Tchassona réduit au silence, la boucle venait de se boucler. La C14 devient spectatrice d’un processus qu’elle avait pourtant enclenché. Mais la C14 ne pouvait pas courber l’échine comme ça, sans un dernier baroud d’honneur. Puisque les facilitateurs ne peuvent pas contraindre le régime togolais à faire ce que la C14 veut et, comme ce régime n’entend que le langage de la rue, eh bien, la rue, la C14 va lui en servir. Un programme dit de « Contre-Campagne » est vite concocté destiné à « être consommé sans modération » par les militants à qui on ne pouvait pas expliquer que tous les efforts fournis n’auraient servi à rien. Après tout ce qui a été dit devant les foules et toutes les professions de foi de se battre jusqu’au bout, il fallait donc ce programme pour montrer qu’on a tenu promesse. De fait le programme de « Contre-Campagne » de la C14 était alléchant mais son efficacité était douteuse. Le problème c’est que les militants, eux, y ont cru. Pour beaucoup d’entre eux, la Contre-Campagne était la dernière bataille qu’il ne fallait pas manquer sous aucun prétexte. L’issue était prévisible. Connaissant le régime qui ne recule devant rien pour se maintenir au pouvoir, nous ne sommes pas assurés d’obtenir l’alternance mais des martyrs sûrement. Ne parlez pas de cynisme. On m’a dit que la liberté a un prix, payé de préférence par le voisin, bien sûr. Ici encore j’invite à se plonger ou se replonger dans les mises en garde de maître Dégli aux Leaders qui se laissent embarqués par la rue dans un « dialogue maladroit avec une foule surexcitée ». (Togo : la tragédie africaine ; page 169).

Dans une causerie sur les tenants et les aboutissants de la rencontre de Conakry, un ami m’a demandé ce que j’aurais fait si j’avais été à la place des membres de la C14. Question hypothétique par excellence.
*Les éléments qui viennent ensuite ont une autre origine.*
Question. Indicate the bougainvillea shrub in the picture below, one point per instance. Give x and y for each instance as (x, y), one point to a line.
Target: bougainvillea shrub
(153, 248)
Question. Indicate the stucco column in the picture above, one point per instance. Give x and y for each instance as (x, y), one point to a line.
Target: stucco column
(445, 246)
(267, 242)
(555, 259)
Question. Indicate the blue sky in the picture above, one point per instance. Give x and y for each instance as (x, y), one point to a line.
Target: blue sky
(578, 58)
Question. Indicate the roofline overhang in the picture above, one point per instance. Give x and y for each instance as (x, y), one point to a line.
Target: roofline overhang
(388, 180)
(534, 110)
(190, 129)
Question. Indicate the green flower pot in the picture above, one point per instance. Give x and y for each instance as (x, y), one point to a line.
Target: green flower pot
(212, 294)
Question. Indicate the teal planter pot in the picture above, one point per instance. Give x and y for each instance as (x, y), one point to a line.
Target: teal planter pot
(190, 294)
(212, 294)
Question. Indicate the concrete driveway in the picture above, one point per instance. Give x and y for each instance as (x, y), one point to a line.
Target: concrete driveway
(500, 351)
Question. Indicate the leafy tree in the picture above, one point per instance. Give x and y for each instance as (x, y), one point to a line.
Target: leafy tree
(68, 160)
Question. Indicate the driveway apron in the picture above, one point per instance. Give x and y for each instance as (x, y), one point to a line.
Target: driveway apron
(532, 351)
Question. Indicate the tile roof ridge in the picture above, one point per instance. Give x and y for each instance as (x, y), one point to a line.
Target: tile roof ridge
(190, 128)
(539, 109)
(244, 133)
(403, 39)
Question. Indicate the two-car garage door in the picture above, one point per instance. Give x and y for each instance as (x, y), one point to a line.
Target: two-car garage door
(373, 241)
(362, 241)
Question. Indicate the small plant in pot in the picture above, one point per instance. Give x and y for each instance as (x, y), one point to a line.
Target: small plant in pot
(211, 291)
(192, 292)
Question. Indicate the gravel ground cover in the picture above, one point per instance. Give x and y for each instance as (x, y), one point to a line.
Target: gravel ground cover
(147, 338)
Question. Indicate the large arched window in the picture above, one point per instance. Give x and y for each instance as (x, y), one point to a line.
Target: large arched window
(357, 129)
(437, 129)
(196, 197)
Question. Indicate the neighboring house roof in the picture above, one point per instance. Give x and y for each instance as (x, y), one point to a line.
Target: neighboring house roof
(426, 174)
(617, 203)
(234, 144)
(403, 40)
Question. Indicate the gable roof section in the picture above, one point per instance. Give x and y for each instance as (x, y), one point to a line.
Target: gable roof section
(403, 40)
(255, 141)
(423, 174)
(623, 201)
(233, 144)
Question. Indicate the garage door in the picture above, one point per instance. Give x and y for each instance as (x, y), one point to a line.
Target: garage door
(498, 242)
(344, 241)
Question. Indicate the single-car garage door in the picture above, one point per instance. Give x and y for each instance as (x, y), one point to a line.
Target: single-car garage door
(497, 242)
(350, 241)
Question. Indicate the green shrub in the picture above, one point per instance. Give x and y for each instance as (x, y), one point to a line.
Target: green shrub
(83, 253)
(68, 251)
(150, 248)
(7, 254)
Ce que j’aime cependant dans les questions hypothétiques c’est qu’elles montrent l’ouverture d’esprit de celui qui la pose en même temps qu’elles nous font prendre conscience qu’on est pas frappés d’une malédiction. Une solution est toujours possible pour peu qu’on prenne le temps de s’écouter. J’espère que ce n’est pas déjà trop tard. L’opposition doit revenir aux fondamentaux et régler ses contradictions internes si elle veut être une alternative crédible au système actuel dans lequel elle ou en tout cas une partie d’elle est d’ailleurs bien impliquée. On n’est pas crédible quand pendant cinq ans on s’est revêtu du manteau de chef de fil de l’opposition en acceptant tous les privilèges qui y sont attachés tout en se montrant incapable de rassembler cette opposition. L’ostracisme qui a frappé et qui continue de frapper les voix dissonantes dans la famille de l’opposition ne doit pas être considéré comme un épiphénomène. Il n’y a rien de pire que les ennemis dont on n’a pas besoin mais qu’on se fabrique par orgueil ou par excès de confiance.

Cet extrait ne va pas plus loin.